Fluentd a Bit Slow

11/29/2021 k8s logging fluentd

Installing fluentd helm chart

Starting off installing the fluentd helm chart like all other helm charts. Get the values.yaml file and then slowly change the settings being careful to not break it before its even installed.

After deploying the helm chart the single pod in the stateful set is crashing. Starting off looking at the logs for the pod there aren’t any for the container fluentd. It makes it quite a bit harder when its crashing but you don’t know if it is crashing because of the config or a setting you made in the values.yaml file.

Next step was to check the configs. I grabbed all of the configs and found the docker container to run locally. I setup the local directory to match what the config files were expecting. Everthing starts just fine.

Ok, the configs are ok then? Maybe? To answer this question I disabled all of the configs in the values.yaml file. Now fluentd is loading just the bare minimum. It still crashes though.

What is wrong? I exec into the pod and try to see if its reading from the right config location. Sure enough the configs exist and its reading from the right location. The pod restarts after a few seconds so there is only time to check with one or two commands.

Let’s see what command is getting run ps aux | grep fluentd. Ok its picking up the right config.

Let’s see if the config is wrong. fluentd --dry-run -c /fluentd/etc/config. Pod crashes.

Well the pod is not even alive long enough to check this command.

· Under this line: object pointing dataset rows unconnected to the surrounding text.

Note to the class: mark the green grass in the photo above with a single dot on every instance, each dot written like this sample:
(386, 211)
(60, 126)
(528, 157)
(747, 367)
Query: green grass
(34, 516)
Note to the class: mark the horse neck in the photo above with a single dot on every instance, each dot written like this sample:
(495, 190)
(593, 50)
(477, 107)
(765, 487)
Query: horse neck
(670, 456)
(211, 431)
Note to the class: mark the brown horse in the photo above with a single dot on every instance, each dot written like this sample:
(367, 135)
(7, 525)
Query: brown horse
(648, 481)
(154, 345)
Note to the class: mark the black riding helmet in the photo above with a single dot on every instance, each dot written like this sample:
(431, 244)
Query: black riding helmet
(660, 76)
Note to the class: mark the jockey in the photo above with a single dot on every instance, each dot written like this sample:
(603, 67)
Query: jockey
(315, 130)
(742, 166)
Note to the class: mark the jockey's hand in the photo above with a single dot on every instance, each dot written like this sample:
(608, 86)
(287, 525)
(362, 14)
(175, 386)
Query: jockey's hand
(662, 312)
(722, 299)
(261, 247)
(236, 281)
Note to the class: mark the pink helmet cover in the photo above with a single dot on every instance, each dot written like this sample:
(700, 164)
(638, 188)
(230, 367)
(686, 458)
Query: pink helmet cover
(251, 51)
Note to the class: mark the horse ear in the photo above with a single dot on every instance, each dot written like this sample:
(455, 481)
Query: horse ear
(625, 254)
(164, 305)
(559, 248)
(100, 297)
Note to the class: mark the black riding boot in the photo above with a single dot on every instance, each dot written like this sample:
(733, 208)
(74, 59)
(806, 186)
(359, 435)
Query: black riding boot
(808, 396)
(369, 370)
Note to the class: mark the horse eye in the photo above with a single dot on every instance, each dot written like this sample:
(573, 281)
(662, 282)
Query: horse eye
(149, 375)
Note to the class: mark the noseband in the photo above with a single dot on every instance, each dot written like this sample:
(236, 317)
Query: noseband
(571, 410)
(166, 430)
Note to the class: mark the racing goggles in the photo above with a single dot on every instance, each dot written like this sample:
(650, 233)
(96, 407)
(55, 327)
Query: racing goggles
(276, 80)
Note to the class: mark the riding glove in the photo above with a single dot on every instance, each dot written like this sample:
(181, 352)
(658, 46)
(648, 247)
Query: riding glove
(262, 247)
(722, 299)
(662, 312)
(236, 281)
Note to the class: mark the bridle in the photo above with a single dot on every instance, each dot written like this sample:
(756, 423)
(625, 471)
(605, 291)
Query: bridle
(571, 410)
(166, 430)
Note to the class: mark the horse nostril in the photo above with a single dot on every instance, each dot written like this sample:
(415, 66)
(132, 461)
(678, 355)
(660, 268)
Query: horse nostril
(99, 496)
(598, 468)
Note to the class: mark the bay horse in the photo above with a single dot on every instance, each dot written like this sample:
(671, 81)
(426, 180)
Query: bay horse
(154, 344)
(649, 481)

Let’s disable the liveness and readiness probe. Run the config check again. Waiting. Waiting. Waiting. Finally everything is ok.

Let’s check the logs for the pod now that it has been on for a few minutes. Yep there is the output of it starting.

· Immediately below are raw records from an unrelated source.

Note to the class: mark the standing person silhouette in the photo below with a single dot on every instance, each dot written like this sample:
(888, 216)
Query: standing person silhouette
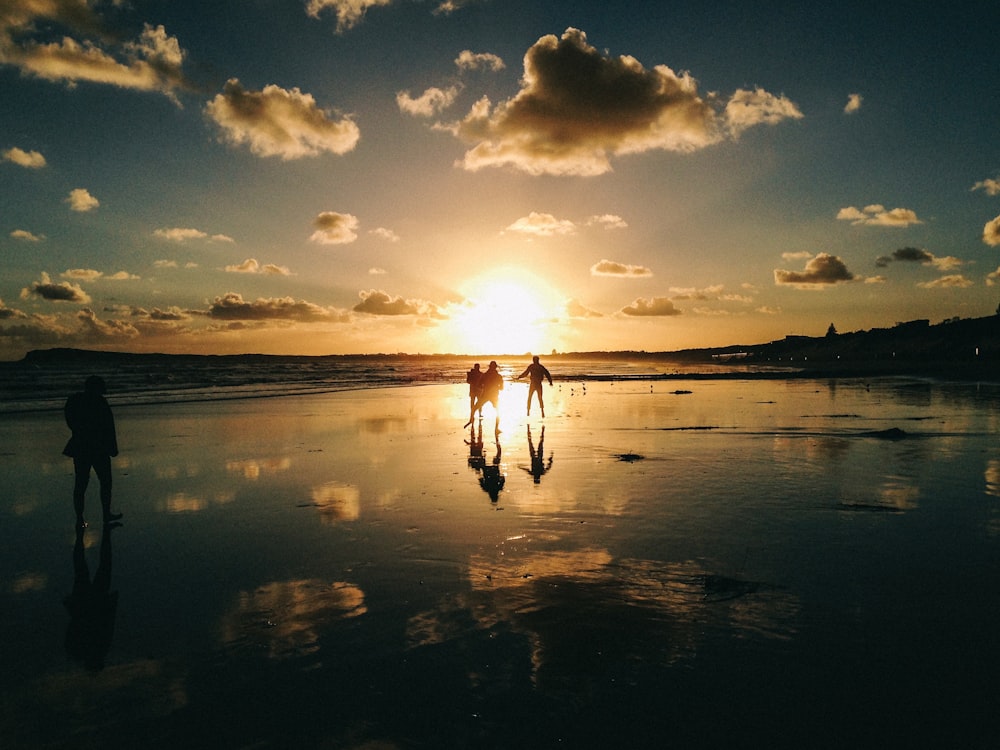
(536, 372)
(93, 443)
(490, 387)
(474, 378)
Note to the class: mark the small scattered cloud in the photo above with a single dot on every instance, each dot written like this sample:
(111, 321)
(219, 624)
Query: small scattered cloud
(23, 235)
(385, 234)
(955, 281)
(252, 265)
(55, 291)
(377, 302)
(83, 50)
(876, 215)
(79, 199)
(429, 103)
(576, 309)
(654, 307)
(469, 60)
(608, 221)
(988, 186)
(578, 107)
(334, 228)
(991, 232)
(542, 225)
(26, 159)
(286, 123)
(822, 270)
(348, 12)
(81, 274)
(919, 255)
(613, 268)
(232, 306)
(183, 234)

The liveness and readiness probes were just too short. The initial delay was just the default of 10s. After a bit of trial and error at incrementing the initial delay by one minute each time I finally settled on three minutes.

The interesting part of this is that the default settings didn’t work out of the box. I added no plugins. All I did was remove the parts for ingesting kubernetes logs. Something to keep in mind with more plugins the startup time can get even longer which means increasing the initial check even more.

Three minutes is quite a long time for the initial probe. Other things that we can change are how many errors before failure but we want to keep this number low for when the app is running and actually runs into issues. It is best to just delay the initial probe instead.